Aan dit neocriticisme is invloed van Hume* niet vreemd. Zo bevat zijn wijsbegeerte positivistische elementen enerzijds, phaenomenalistische tendenties anderzijds.Renouvier verwijt Kant, dat deze zich niet geheel vrij heeft weten te maken van metaphysica. In afwijking voorts van Kant onderscheidt hij 9 categorieën, elk gesteld als these, antithese en synthese. De voornaamste categorie acht hij die der relatie; verder speelt de categorie der persoonlijkheid met die der finaliteit een belangrijke rol. Hij bestrijdt het universele determinisme: zijn neocriticisme is in wezen een wijsbegeerte van de vrijheid; vrijheid is het leven van de persoonlijkheid. Zijn belangrijkste werk acht Renouvier zijn La science de la morale, waarin hij aan de moraal een wetenschappelijke grondslag tracht te verschaffen. Het kwaad komt uitsluitend voort uit de oorlog, die ook de ongelijkheid (slavernij en kastendom o.a.) veroorzaakt. Op grond van politieke en morele overwegingen sympathiseerde hij met het Protestantisme; om dezelfde redenen was hij theïst en verdedigde hij de leer der persoonlijke onsterfelijkheid.
MR J. P. WILDSCHUT
Bibl. : Essais de critique générale (4 dln: over logica, psychologie, natuurfilosofie en geschiedenisfilosofie; 1854-1864); La science de la morale (1869, 21908); Uchronie, l’utopie dans l’histoire (1876); Esquisse d’une classification systématique des doctrines philosophiques (2 dln, 1886); Victore Hugo, le poète ( 1893); Victor Hugo, le philosophe (1900); La nouvelle monadologie (1898); Le personnalisme (1903); Critique de la doctrine de Kant (1906); Correspondance de R. et Secrétan (1910).

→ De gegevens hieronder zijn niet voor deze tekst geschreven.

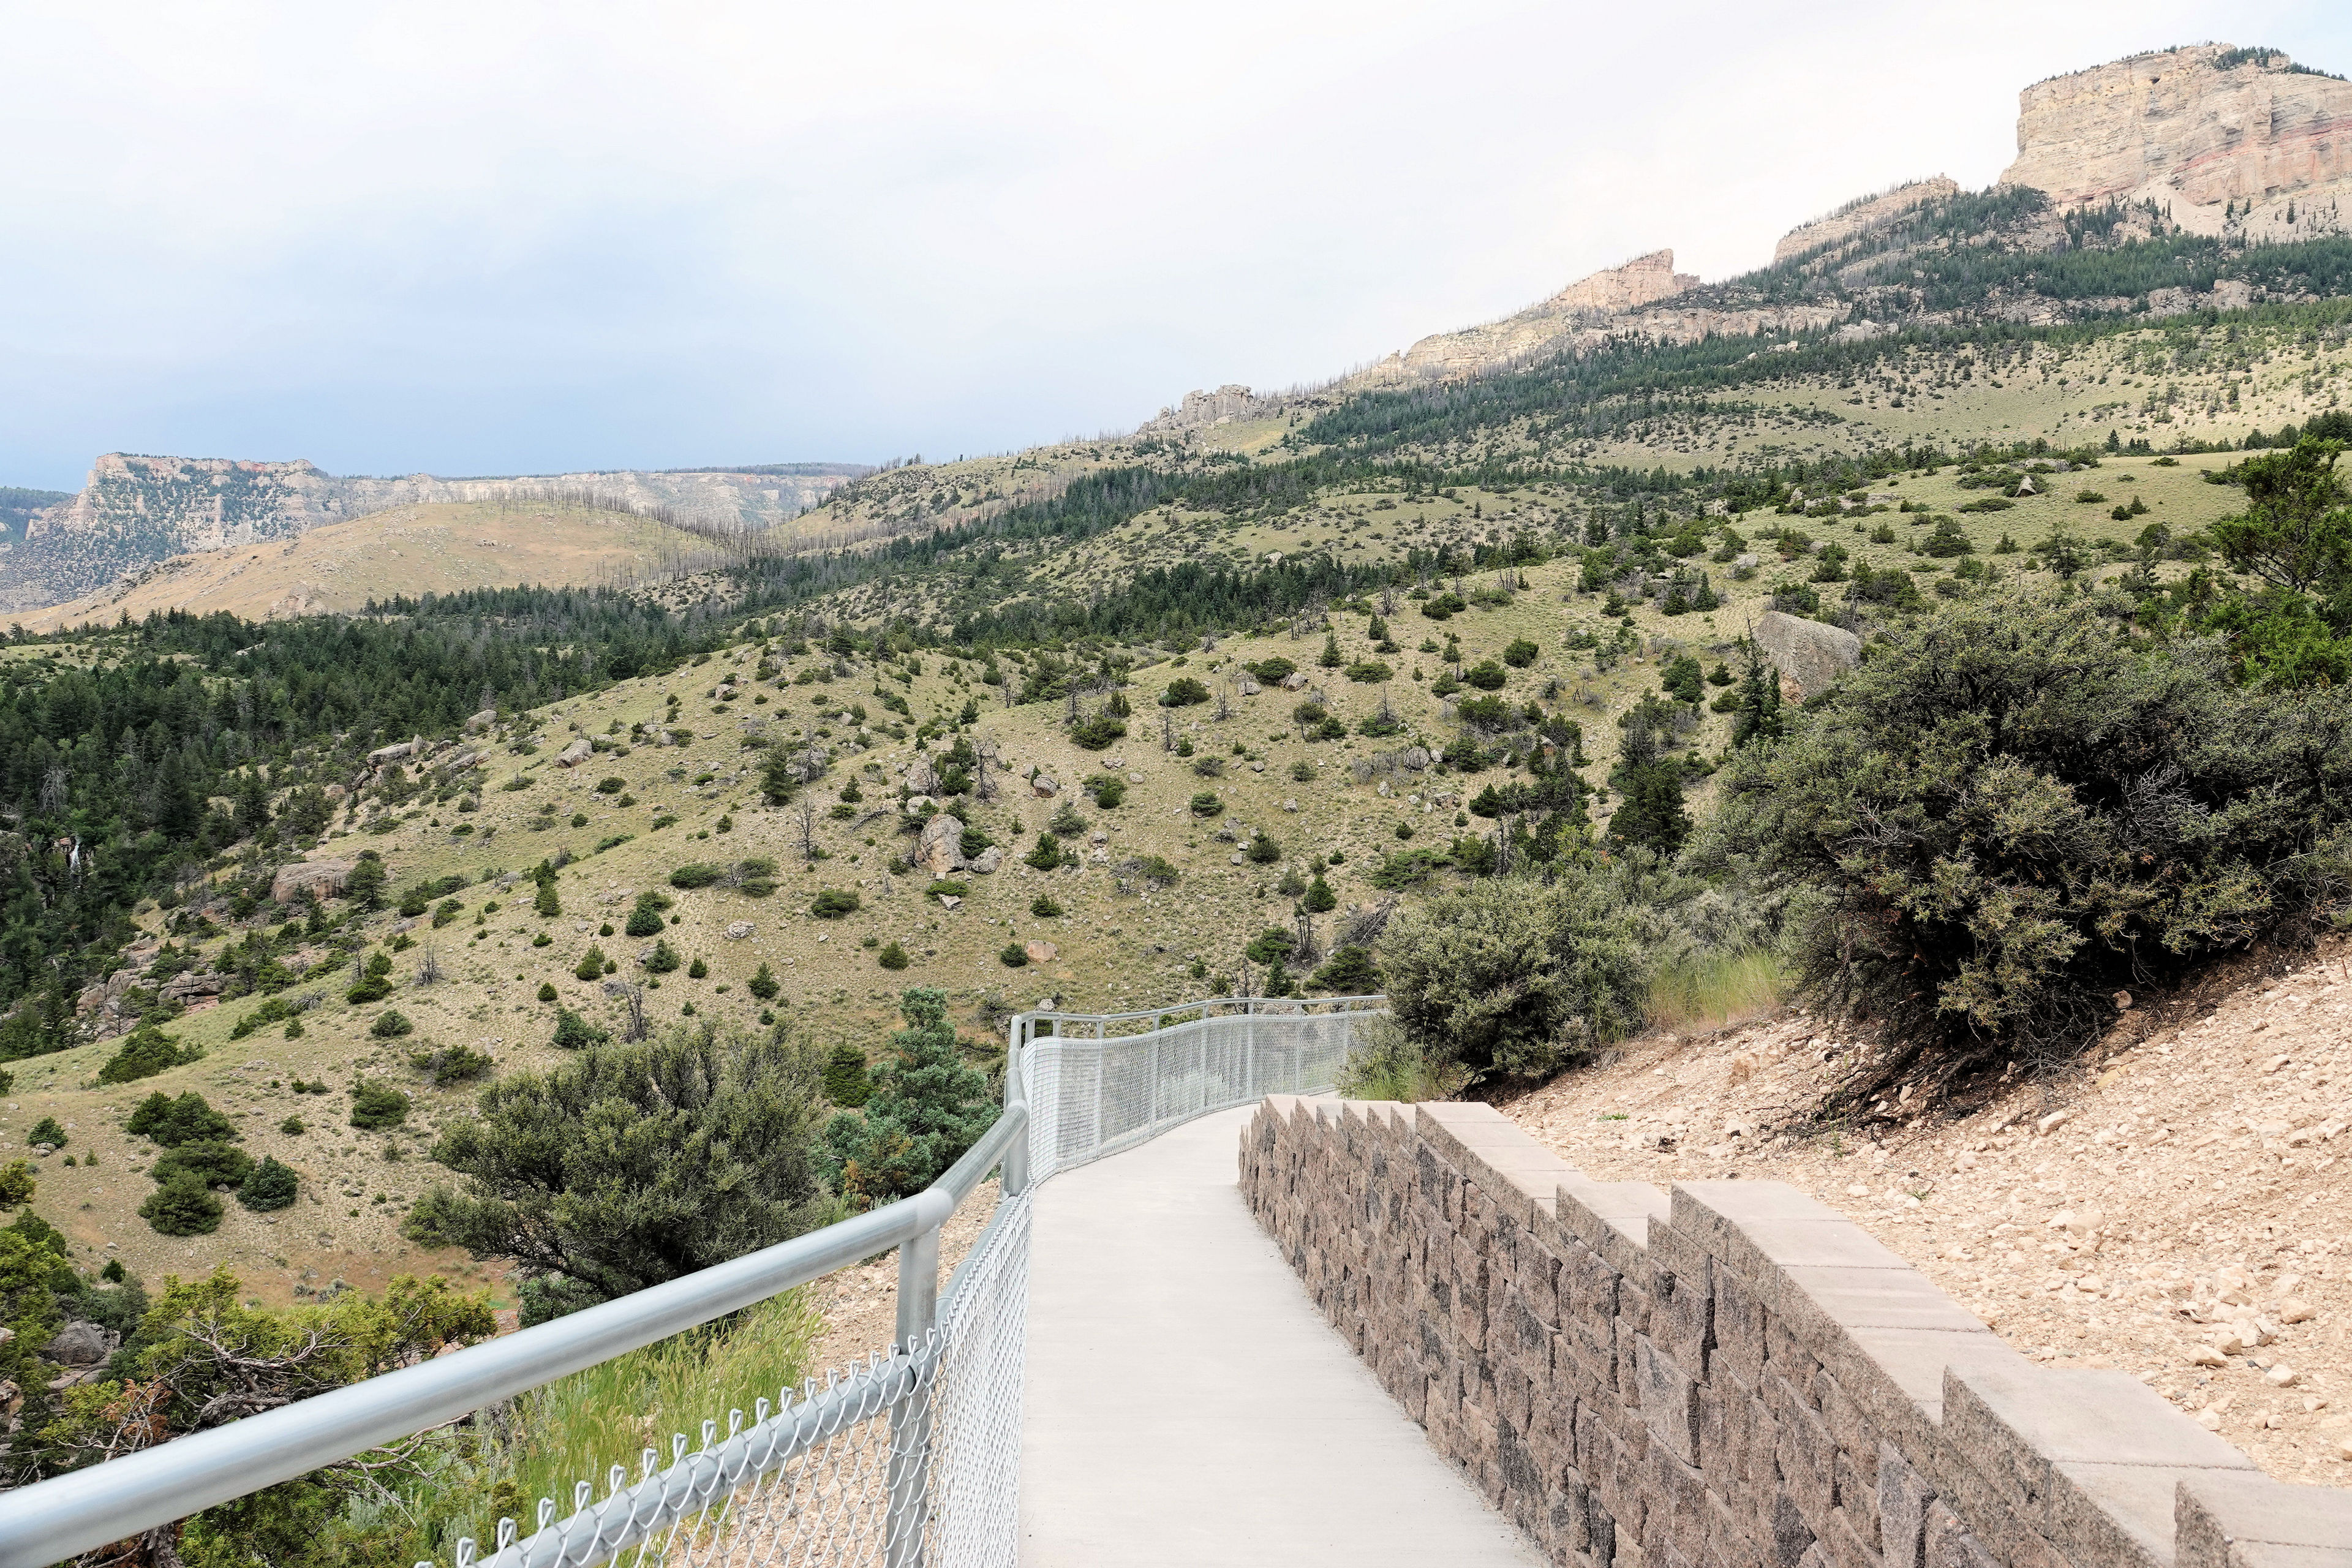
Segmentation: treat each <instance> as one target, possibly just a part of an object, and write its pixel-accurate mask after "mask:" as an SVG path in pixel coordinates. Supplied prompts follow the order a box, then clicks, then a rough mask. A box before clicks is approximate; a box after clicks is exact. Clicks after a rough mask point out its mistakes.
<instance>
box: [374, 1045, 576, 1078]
mask: <svg viewBox="0 0 2352 1568" xmlns="http://www.w3.org/2000/svg"><path fill="white" fill-rule="evenodd" d="M557 1044H562V1041H557ZM409 1067H414V1070H416V1072H421V1074H426V1084H433V1088H447V1086H449V1084H470V1081H475V1079H487V1077H489V1070H492V1067H496V1063H494V1060H492V1058H489V1053H487V1051H475V1048H473V1046H435V1048H433V1051H409Z"/></svg>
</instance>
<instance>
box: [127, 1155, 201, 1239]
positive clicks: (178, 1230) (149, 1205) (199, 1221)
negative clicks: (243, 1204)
mask: <svg viewBox="0 0 2352 1568" xmlns="http://www.w3.org/2000/svg"><path fill="white" fill-rule="evenodd" d="M139 1218H141V1220H146V1222H148V1225H153V1227H155V1232H158V1234H162V1237H209V1234H212V1232H216V1229H221V1199H216V1197H212V1187H207V1185H205V1178H200V1175H195V1173H191V1171H183V1173H179V1175H174V1178H172V1180H167V1182H165V1185H160V1187H155V1192H151V1194H148V1199H146V1204H139Z"/></svg>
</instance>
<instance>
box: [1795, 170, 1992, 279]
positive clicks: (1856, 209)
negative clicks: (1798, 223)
mask: <svg viewBox="0 0 2352 1568" xmlns="http://www.w3.org/2000/svg"><path fill="white" fill-rule="evenodd" d="M1955 195H1959V181H1955V179H1947V176H1943V174H1938V176H1933V179H1915V181H1910V183H1903V186H1896V188H1893V190H1884V193H1879V195H1865V197H1858V200H1851V202H1846V205H1844V207H1839V209H1837V212H1832V214H1830V216H1825V219H1813V221H1811V223H1799V226H1797V228H1792V230H1788V233H1785V235H1780V244H1776V247H1771V259H1773V263H1776V266H1778V263H1783V261H1790V259H1795V256H1804V254H1806V252H1818V249H1828V247H1832V244H1844V242H1846V240H1853V237H1858V235H1865V233H1870V230H1872V228H1877V226H1882V223H1889V221H1891V219H1900V216H1903V214H1905V212H1910V209H1915V207H1926V205H1929V202H1943V200H1950V197H1955Z"/></svg>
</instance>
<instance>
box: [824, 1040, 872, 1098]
mask: <svg viewBox="0 0 2352 1568" xmlns="http://www.w3.org/2000/svg"><path fill="white" fill-rule="evenodd" d="M873 1093H875V1081H873V1074H870V1072H868V1067H866V1053H863V1051H858V1048H856V1046H851V1044H847V1041H844V1044H840V1046H833V1056H828V1058H826V1098H828V1100H833V1103H835V1105H840V1107H842V1110H856V1107H861V1105H866V1100H870V1098H873Z"/></svg>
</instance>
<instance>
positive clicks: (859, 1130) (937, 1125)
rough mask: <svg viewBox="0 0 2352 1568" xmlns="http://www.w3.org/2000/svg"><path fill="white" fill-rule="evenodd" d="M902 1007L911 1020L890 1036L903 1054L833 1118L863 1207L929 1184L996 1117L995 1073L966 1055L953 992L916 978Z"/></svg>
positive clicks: (853, 1192) (838, 1181)
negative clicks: (957, 1033)
mask: <svg viewBox="0 0 2352 1568" xmlns="http://www.w3.org/2000/svg"><path fill="white" fill-rule="evenodd" d="M898 1011H901V1013H903V1016H906V1025H908V1027H903V1030H896V1032H894V1034H891V1037H889V1044H891V1051H894V1053H896V1058H894V1060H884V1063H882V1065H877V1067H875V1070H873V1084H875V1088H873V1098H868V1100H866V1107H863V1110H861V1112H842V1114H837V1117H835V1119H833V1121H830V1124H828V1126H826V1147H828V1154H830V1166H833V1171H835V1173H837V1182H840V1192H842V1197H844V1199H847V1201H849V1204H854V1206H856V1208H870V1206H875V1204H887V1201H891V1199H901V1197H908V1194H915V1192H922V1190H924V1187H929V1185H931V1182H934V1180H938V1173H941V1171H946V1168H948V1166H950V1164H955V1159H957V1157H960V1154H962V1152H964V1150H969V1147H971V1145H974V1143H978V1138H981V1133H985V1131H988V1128H990V1126H993V1124H995V1119H997V1105H995V1100H993V1098H990V1093H988V1079H985V1077H981V1074H978V1072H974V1070H971V1067H967V1065H964V1063H962V1056H960V1053H962V1044H960V1041H957V1039H955V1025H950V1023H948V994H946V992H941V990H936V987H929V985H913V987H908V990H903V992H898Z"/></svg>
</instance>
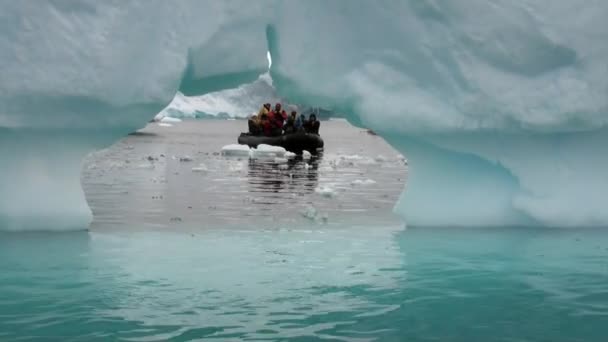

Lit.: L. Foucher, La jeunesse de R. (1927); Idem, Bibliographie de Ch. R. (Paris 1927); O. Hamelin, Le système de R. (1927) ; I. Benrubi, Philosophes contemporains en France I (1933); W. Pletz, Ch.
R. als Kritiker der franz. Kultur (1934); R. M. Gonso, The Science of Ethics and Theory of Personality of Ch. R. (1936); L. Prat, Ch.
R. philosophe (1937); R. Verneaux, L’idéalisme de R. (1945); Idem, R. disciple et critique de Kant (1945).